With a grim smile on her face the till operator took out the cellphone tucked under her blouse and asked: “In what currency are you paying?”
I held up several $20 notes, to which she responded: “The rate is seven.”
I pay up, silently grumbling about unstable exchange rates. In recent weeks the effects of a strong South African rand against the US dollar have been felt in Zimbabwe, upsetting the country’s multi-currency system.
The rand is pegged at R6,90 to the greenback, a far cry from R10 in February last year, when Zimbabwe abandoned the Zimdollar in favour of foreign currency.
The stronger rand — it has gained 30% against the dollar this year — has driven up the price of groceries and imports from South Africa.

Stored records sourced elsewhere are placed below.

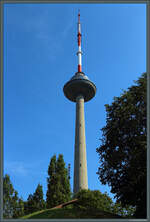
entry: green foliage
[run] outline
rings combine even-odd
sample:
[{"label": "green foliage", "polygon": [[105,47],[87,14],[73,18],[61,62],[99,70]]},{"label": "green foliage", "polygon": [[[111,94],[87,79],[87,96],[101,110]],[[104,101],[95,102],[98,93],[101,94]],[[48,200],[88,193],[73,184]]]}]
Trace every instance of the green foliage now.
[{"label": "green foliage", "polygon": [[122,206],[135,207],[137,218],[146,217],[146,82],[144,73],[106,105],[106,126],[97,148],[101,183],[111,186]]},{"label": "green foliage", "polygon": [[15,203],[13,218],[20,218],[24,215],[24,201],[19,198]]},{"label": "green foliage", "polygon": [[130,205],[126,205],[123,207],[121,203],[114,203],[112,207],[112,213],[123,217],[132,218],[135,213],[135,207],[132,207]]},{"label": "green foliage", "polygon": [[45,208],[42,185],[38,184],[35,193],[33,194],[33,200],[36,203],[35,211],[39,211]]},{"label": "green foliage", "polygon": [[23,200],[18,197],[18,192],[13,188],[10,177],[6,174],[3,178],[3,217],[18,218],[23,215]]},{"label": "green foliage", "polygon": [[67,202],[70,200],[71,191],[70,191],[70,182],[68,179],[68,170],[65,168],[65,162],[63,155],[59,155],[56,164],[56,175],[57,183],[59,184],[58,189],[61,193],[59,197],[60,203]]},{"label": "green foliage", "polygon": [[47,208],[51,208],[56,204],[56,155],[51,158],[50,165],[48,167],[48,175],[47,178],[47,193],[46,193],[46,205]]},{"label": "green foliage", "polygon": [[34,211],[34,200],[33,195],[29,194],[27,201],[24,203],[25,215],[30,214]]},{"label": "green foliage", "polygon": [[81,208],[85,210],[104,210],[111,212],[113,201],[105,193],[102,194],[99,190],[80,190],[74,195],[79,201],[75,204],[75,208]]},{"label": "green foliage", "polygon": [[12,197],[14,196],[14,188],[10,181],[9,175],[5,175],[3,178],[3,217],[12,218],[13,217],[13,205]]},{"label": "green foliage", "polygon": [[70,182],[68,179],[68,171],[65,168],[63,155],[60,154],[57,161],[56,155],[51,158],[48,167],[48,175],[48,189],[46,193],[47,208],[54,207],[70,200]]},{"label": "green foliage", "polygon": [[42,189],[42,185],[38,184],[34,194],[30,194],[28,196],[27,201],[25,202],[25,214],[30,214],[33,213],[35,211],[39,211],[42,209],[45,209],[46,204],[45,201],[43,199],[43,189]]},{"label": "green foliage", "polygon": [[80,190],[74,195],[78,202],[73,205],[75,209],[86,211],[105,211],[114,215],[132,217],[135,209],[131,206],[122,207],[120,203],[114,203],[105,192],[102,194],[99,190]]}]

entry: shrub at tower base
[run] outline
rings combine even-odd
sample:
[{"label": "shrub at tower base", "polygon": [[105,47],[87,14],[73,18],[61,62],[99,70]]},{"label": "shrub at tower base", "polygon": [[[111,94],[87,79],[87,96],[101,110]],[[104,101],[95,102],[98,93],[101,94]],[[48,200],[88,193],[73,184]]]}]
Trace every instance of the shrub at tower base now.
[{"label": "shrub at tower base", "polygon": [[136,208],[136,218],[146,218],[146,73],[136,84],[106,105],[106,126],[97,148],[99,179],[108,184],[122,205]]},{"label": "shrub at tower base", "polygon": [[63,155],[56,160],[54,155],[48,167],[46,204],[47,208],[55,207],[71,199],[68,170],[65,168]]},{"label": "shrub at tower base", "polygon": [[75,204],[75,208],[86,210],[101,209],[111,211],[113,201],[106,194],[102,194],[99,190],[80,190],[74,195],[79,201]]},{"label": "shrub at tower base", "polygon": [[135,209],[131,206],[122,207],[114,203],[107,193],[102,194],[99,190],[80,190],[74,195],[78,202],[73,205],[75,209],[94,212],[97,210],[112,213],[119,216],[132,217]]}]

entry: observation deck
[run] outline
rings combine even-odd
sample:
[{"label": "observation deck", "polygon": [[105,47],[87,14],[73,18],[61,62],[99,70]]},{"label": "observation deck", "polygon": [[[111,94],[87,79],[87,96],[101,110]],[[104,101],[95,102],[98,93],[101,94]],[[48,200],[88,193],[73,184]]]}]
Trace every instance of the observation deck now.
[{"label": "observation deck", "polygon": [[79,95],[84,97],[84,102],[88,102],[95,96],[96,86],[83,72],[77,72],[64,85],[63,91],[67,99],[72,102],[76,102]]}]

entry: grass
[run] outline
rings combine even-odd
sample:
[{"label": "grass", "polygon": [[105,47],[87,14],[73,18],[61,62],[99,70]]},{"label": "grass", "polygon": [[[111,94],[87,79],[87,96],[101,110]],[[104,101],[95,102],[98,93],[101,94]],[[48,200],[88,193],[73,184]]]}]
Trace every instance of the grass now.
[{"label": "grass", "polygon": [[100,210],[92,210],[87,211],[83,209],[75,209],[75,208],[61,208],[61,209],[47,209],[38,211],[24,217],[21,219],[91,219],[91,218],[122,218],[121,216],[111,214],[109,212],[100,211]]}]

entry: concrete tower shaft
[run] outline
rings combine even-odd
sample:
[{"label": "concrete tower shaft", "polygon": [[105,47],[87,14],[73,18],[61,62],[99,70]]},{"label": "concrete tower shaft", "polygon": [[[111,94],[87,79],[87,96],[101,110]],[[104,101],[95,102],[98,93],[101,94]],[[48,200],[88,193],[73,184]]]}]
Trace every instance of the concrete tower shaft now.
[{"label": "concrete tower shaft", "polygon": [[77,193],[80,189],[88,189],[86,139],[84,121],[84,97],[76,98],[76,130],[74,154],[74,188]]}]

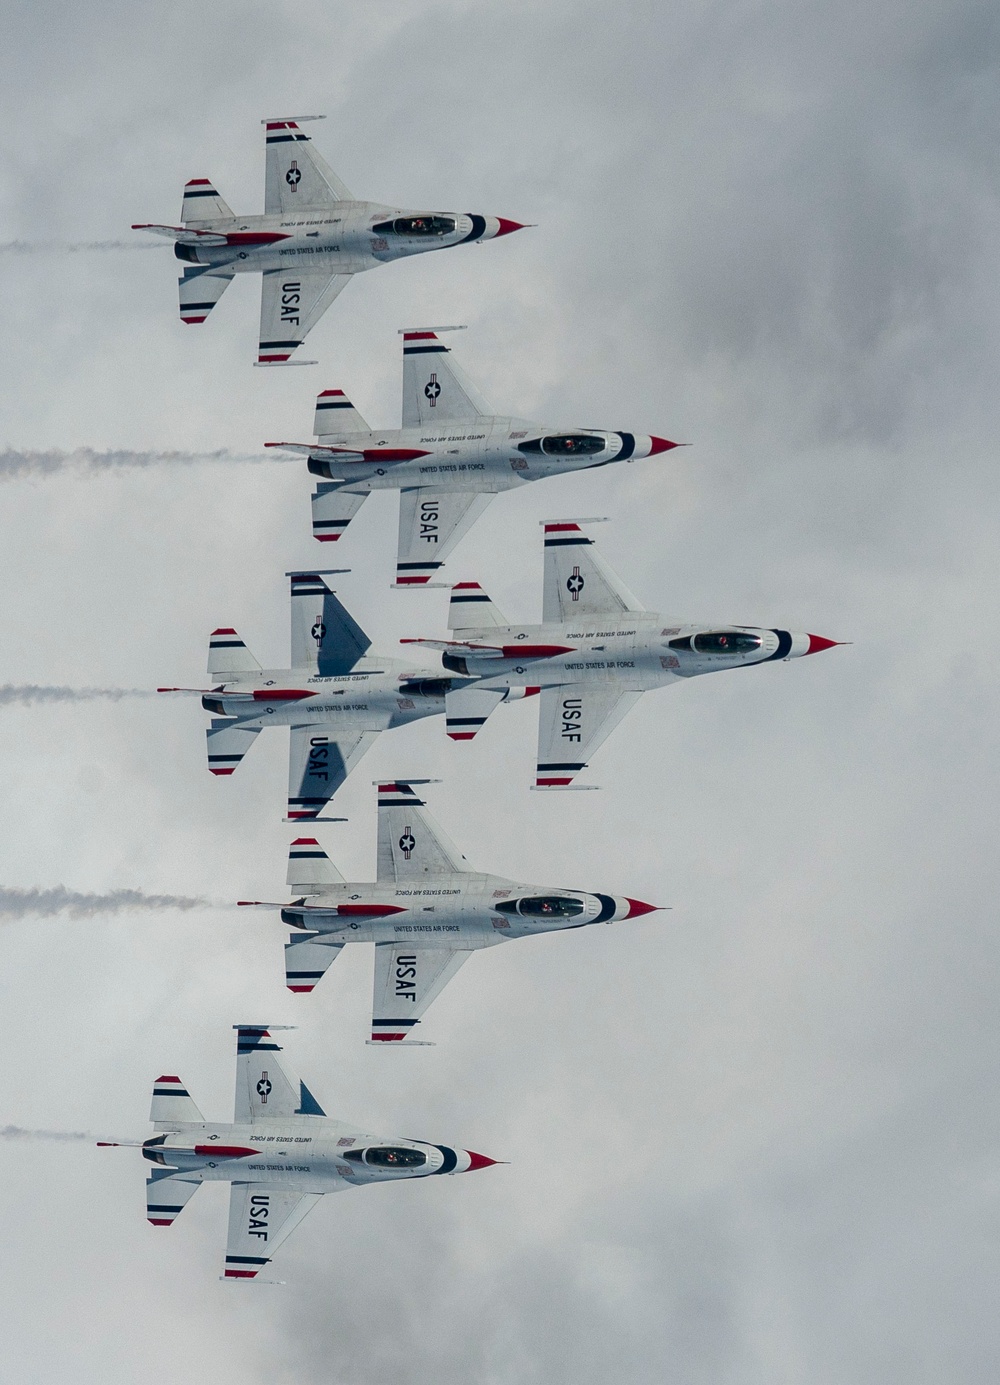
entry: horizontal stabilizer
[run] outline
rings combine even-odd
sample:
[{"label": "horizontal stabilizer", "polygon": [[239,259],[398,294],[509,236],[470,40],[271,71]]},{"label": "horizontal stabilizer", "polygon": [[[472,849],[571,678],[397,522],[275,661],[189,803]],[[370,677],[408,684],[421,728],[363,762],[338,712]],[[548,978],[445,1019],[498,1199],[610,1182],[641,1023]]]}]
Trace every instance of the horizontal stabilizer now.
[{"label": "horizontal stabilizer", "polygon": [[200,1125],[205,1117],[179,1077],[158,1077],[153,1083],[149,1119],[158,1130],[171,1130],[177,1125]]},{"label": "horizontal stabilizer", "polygon": [[146,1179],[146,1220],[153,1226],[173,1226],[200,1187],[176,1174],[152,1174]]},{"label": "horizontal stabilizer", "polygon": [[290,991],[308,995],[340,956],[343,943],[324,942],[325,937],[324,933],[293,933],[285,944],[285,985]]},{"label": "horizontal stabilizer", "polygon": [[231,627],[213,630],[208,637],[208,676],[228,683],[241,673],[260,673],[260,664]]},{"label": "horizontal stabilizer", "polygon": [[231,274],[206,274],[201,269],[186,269],[177,280],[181,321],[189,326],[204,322],[232,282]]},{"label": "horizontal stabilizer", "polygon": [[487,630],[509,622],[478,582],[458,582],[451,589],[449,630]]},{"label": "horizontal stabilizer", "polygon": [[234,726],[224,717],[213,717],[205,732],[212,774],[232,774],[259,734],[258,727]]},{"label": "horizontal stabilizer", "polygon": [[315,837],[297,837],[288,848],[288,885],[295,894],[319,894],[344,877]]},{"label": "horizontal stabilizer", "polygon": [[320,543],[336,543],[367,498],[337,486],[317,486],[312,497],[313,538]]},{"label": "horizontal stabilizer", "polygon": [[207,178],[192,178],[184,185],[181,221],[195,226],[210,221],[233,221],[232,208],[225,202]]},{"label": "horizontal stabilizer", "polygon": [[453,741],[471,741],[486,724],[490,713],[500,706],[506,689],[456,688],[444,696],[445,731]]},{"label": "horizontal stabilizer", "polygon": [[318,438],[327,438],[341,433],[370,433],[371,429],[343,390],[324,390],[316,396],[313,432]]}]

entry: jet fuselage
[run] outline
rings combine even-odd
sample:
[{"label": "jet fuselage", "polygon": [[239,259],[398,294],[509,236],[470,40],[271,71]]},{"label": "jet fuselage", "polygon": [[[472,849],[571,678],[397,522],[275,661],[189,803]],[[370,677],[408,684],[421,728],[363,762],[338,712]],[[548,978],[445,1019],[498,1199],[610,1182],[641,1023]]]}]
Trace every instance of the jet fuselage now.
[{"label": "jet fuselage", "polygon": [[443,712],[445,693],[460,681],[399,659],[363,658],[350,673],[337,676],[262,669],[220,683],[201,701],[206,711],[234,717],[234,725],[247,730],[312,720],[389,730]]},{"label": "jet fuselage", "polygon": [[458,633],[456,652],[442,656],[445,668],[497,689],[613,683],[644,692],[702,673],[797,658],[832,643],[747,625],[671,624],[650,611]]},{"label": "jet fuselage", "polygon": [[[281,446],[281,444],[270,444]],[[550,428],[501,415],[421,428],[324,434],[309,470],[365,494],[404,486],[503,491],[570,471],[639,460],[675,446],[648,434]],[[301,450],[304,450],[304,445]],[[433,496],[426,502],[433,509]],[[428,520],[433,532],[434,520]]]},{"label": "jet fuselage", "polygon": [[447,1145],[382,1138],[318,1116],[246,1125],[185,1124],[144,1141],[142,1153],[150,1163],[176,1170],[191,1182],[260,1183],[314,1193],[467,1173],[495,1162]]},{"label": "jet fuselage", "polygon": [[398,884],[380,880],[324,885],[321,894],[282,909],[281,918],[295,928],[321,932],[331,942],[471,952],[510,938],[616,923],[652,908],[622,896],[522,885],[500,875],[463,871]]},{"label": "jet fuselage", "polygon": [[[179,229],[179,228],[178,228]],[[187,264],[242,274],[323,266],[361,274],[427,250],[494,240],[520,229],[502,217],[413,212],[378,202],[341,201],[293,215],[241,216],[188,223],[174,253]],[[294,289],[287,290],[289,299]],[[284,305],[297,308],[289,301]],[[290,314],[293,315],[293,314]]]}]

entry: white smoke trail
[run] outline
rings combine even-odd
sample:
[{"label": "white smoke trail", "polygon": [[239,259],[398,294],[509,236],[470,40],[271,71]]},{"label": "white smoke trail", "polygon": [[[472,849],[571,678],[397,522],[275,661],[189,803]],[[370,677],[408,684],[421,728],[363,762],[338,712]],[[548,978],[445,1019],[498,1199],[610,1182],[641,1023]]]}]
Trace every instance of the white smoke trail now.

Zimbabweans use the US dollar in 90% of transactions.
Recently the Zimbabwe National Statistical Agency announced that year-on-year inflation in September had peaked at 4,4%, from 3,6% in August, on the back of a strong rand.
Public servants, already reeling from a salary freeze and earning $150 a month, are particularly feeling the pinch.
Rural teacher Steven Ngwabi (28) told the Mail & Guardian: “My salary isn’t enough to cover my costs and these new rates mean I have even less money. But what can we do?”
Ronald Chiyangwa (26) compared the salary erosion to Zimbabwe’s hyper-inflationary period. “We might as well bring back the Zimdollar, because this foreign currency thing is not working,” he said.
Fearing economic destabilisation, the authorities are not contemplating the return of the local currency. Nor do they seem committed to adopting a single currency or joining the rand monetary area.
Expectations are high that Finance Minister Tendai Biti will address the issue of currency fluctuations in next month’s budget speech.